I have a large set of data that I want to extract two columns, which I managed to do so with the code below:
import pandas as pd
import numpy as np
import os
pickupfile = 'pickuplist.xls'
path = os.chdir('some path')
files = os.listdir(path)
files_xls = [f for f in files if f[-3:] == 'xls']
df = pd.DataFrame()
pl = pd.ExcelFile(pickupfile)
pickuplist = pd.read_excel(pl)
df = [pd.read_excel(f, 'Sheet1')[['Exp. m/z','Intensity']] for f in files_xls]

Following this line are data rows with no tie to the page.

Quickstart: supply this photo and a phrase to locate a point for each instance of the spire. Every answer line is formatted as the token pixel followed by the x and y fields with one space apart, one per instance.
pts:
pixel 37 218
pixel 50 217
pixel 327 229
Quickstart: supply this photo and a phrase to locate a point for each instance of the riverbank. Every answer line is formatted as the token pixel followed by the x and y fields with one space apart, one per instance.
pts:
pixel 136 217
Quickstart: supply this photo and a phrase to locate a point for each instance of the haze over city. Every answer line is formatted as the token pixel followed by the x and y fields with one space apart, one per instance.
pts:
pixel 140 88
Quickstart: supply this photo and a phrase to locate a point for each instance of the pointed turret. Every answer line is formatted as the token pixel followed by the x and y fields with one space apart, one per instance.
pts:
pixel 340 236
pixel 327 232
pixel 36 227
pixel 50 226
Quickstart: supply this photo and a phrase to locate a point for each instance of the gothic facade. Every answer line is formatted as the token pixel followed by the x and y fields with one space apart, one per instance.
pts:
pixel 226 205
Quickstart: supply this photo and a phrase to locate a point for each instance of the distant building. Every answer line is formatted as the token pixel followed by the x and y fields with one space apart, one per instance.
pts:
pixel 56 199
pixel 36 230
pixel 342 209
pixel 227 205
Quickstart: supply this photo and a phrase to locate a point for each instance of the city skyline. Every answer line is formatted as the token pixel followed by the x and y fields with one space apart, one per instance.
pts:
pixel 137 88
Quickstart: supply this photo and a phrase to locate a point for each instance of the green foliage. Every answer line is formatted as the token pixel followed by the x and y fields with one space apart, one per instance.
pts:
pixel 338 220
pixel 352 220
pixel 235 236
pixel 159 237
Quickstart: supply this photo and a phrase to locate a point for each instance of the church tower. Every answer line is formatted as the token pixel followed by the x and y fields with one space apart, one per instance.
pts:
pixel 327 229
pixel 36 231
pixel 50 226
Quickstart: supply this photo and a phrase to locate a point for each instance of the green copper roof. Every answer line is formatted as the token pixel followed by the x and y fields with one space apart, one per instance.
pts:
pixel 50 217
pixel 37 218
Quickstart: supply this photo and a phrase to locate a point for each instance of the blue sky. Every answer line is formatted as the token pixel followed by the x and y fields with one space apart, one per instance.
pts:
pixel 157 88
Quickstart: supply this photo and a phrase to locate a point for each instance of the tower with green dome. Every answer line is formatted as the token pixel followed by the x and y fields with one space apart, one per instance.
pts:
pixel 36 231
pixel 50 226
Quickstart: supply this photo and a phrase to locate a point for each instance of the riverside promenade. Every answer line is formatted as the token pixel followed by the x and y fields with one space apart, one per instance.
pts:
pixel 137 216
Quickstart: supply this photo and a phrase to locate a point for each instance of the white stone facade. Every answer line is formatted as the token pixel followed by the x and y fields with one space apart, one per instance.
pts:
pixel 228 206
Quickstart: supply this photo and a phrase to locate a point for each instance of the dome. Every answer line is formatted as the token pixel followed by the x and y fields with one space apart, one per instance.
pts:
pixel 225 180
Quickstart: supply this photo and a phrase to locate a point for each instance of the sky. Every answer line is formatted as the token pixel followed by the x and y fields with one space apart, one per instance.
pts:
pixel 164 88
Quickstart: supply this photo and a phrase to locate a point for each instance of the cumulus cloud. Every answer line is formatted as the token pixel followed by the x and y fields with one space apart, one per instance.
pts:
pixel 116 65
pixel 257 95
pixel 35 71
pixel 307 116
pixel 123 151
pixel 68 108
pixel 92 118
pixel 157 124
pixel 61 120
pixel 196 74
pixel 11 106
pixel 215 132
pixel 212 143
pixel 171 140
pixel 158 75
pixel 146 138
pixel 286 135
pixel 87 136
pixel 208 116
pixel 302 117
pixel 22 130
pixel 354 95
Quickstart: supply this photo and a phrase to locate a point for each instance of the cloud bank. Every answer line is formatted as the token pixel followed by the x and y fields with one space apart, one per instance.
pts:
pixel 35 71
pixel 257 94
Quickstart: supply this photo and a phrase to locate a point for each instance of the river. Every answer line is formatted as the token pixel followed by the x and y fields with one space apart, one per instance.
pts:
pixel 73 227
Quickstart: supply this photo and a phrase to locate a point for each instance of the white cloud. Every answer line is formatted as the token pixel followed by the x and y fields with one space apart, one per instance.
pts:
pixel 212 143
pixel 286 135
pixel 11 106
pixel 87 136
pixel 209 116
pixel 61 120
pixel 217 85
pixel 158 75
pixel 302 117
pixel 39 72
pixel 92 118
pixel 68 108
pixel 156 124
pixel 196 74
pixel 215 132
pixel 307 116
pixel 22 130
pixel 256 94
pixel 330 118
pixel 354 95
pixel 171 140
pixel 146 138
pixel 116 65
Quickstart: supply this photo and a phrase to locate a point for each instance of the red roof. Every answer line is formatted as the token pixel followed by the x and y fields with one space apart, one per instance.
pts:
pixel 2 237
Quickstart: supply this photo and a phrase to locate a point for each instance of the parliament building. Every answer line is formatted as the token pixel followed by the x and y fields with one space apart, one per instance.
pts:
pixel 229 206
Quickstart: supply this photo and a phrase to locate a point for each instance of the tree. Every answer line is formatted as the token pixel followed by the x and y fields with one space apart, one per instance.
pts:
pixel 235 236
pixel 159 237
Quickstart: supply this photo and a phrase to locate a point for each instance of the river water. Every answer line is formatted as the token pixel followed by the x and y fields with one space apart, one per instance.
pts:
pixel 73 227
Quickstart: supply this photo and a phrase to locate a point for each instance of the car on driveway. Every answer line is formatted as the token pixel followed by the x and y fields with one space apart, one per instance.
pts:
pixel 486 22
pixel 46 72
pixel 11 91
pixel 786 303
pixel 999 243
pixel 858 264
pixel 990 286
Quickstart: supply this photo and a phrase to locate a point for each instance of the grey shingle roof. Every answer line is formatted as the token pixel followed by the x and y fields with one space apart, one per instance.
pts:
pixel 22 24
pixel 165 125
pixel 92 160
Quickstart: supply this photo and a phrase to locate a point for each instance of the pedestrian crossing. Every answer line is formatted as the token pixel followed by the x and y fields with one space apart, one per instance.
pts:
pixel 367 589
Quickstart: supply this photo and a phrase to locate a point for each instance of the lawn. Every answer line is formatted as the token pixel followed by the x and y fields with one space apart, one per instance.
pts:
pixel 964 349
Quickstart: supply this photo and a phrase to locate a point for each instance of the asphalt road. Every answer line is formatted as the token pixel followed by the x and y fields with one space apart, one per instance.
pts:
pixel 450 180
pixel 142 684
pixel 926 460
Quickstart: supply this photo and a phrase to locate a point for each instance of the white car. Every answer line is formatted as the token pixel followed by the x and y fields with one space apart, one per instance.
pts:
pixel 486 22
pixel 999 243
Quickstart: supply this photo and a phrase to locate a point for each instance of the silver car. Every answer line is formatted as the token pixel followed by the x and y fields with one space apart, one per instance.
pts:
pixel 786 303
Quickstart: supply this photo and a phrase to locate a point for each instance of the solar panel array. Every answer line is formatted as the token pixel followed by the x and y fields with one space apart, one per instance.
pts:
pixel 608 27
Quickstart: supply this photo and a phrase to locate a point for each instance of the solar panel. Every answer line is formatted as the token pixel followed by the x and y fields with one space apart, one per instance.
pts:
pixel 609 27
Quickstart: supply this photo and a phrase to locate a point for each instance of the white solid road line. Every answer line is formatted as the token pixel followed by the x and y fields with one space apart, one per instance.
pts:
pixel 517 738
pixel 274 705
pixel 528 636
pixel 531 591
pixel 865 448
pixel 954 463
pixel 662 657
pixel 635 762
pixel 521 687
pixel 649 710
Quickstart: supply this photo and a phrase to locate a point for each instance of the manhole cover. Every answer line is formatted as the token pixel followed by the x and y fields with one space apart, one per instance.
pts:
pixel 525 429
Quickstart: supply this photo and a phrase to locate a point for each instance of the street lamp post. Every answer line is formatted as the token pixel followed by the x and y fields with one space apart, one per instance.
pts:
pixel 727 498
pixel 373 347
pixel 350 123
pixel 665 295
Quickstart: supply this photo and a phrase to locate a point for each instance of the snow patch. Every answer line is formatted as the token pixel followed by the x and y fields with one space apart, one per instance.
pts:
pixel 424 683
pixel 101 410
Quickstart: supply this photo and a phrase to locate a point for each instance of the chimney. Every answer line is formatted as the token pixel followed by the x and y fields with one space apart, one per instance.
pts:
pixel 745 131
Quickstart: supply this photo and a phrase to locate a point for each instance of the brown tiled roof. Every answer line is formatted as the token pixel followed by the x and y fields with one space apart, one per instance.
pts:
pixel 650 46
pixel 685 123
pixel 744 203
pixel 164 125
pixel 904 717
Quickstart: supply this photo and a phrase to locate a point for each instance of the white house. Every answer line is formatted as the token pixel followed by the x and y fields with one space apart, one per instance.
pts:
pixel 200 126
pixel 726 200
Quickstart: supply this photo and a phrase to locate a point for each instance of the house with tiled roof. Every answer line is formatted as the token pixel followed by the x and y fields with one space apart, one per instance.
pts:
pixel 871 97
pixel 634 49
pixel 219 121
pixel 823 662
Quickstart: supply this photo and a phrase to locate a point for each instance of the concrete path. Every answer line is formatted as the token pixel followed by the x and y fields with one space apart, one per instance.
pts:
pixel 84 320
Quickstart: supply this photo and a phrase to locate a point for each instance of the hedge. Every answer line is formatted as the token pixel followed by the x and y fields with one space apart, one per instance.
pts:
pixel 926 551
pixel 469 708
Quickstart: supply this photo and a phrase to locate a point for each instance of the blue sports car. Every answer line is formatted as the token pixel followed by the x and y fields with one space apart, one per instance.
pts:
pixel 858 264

plistcollect = pd.concat(df, keys=files_xls)\
.reset_index(level=1, drop=True)\
.rename_axis('Tag')\
.reset_index()
Each file from pk list folder contains 10 columns, and the code above pulls two columns from the file into plistcollect dataframe. The downside for me is that the file pulling iteration appends the data to the bottom of the previous data. A data looks like:
Number Exp. m/z Intensity
1 1013.33 1000
2 1257.52 2000
and so on, and with append:
Number Exp. m/z Intensity
1 1013.33 1000
2 1257.52 2000
3 1013.35 3000
4 1257.61 4000
where 1~2 are from the first file, and 3~4 are from the second file, and so on. Each file has varying number of rows or indices (ie file 1 has 400 rows, file 2 has 501 rows, etc.), which is causing some problems down the line for my code. So the question is, is there a way to tag each file so that when the files are iterated for appending to plistcollect, the rows of plistcollect DataFrame are tagged with the names of the files, so that I can perform binning for each tag?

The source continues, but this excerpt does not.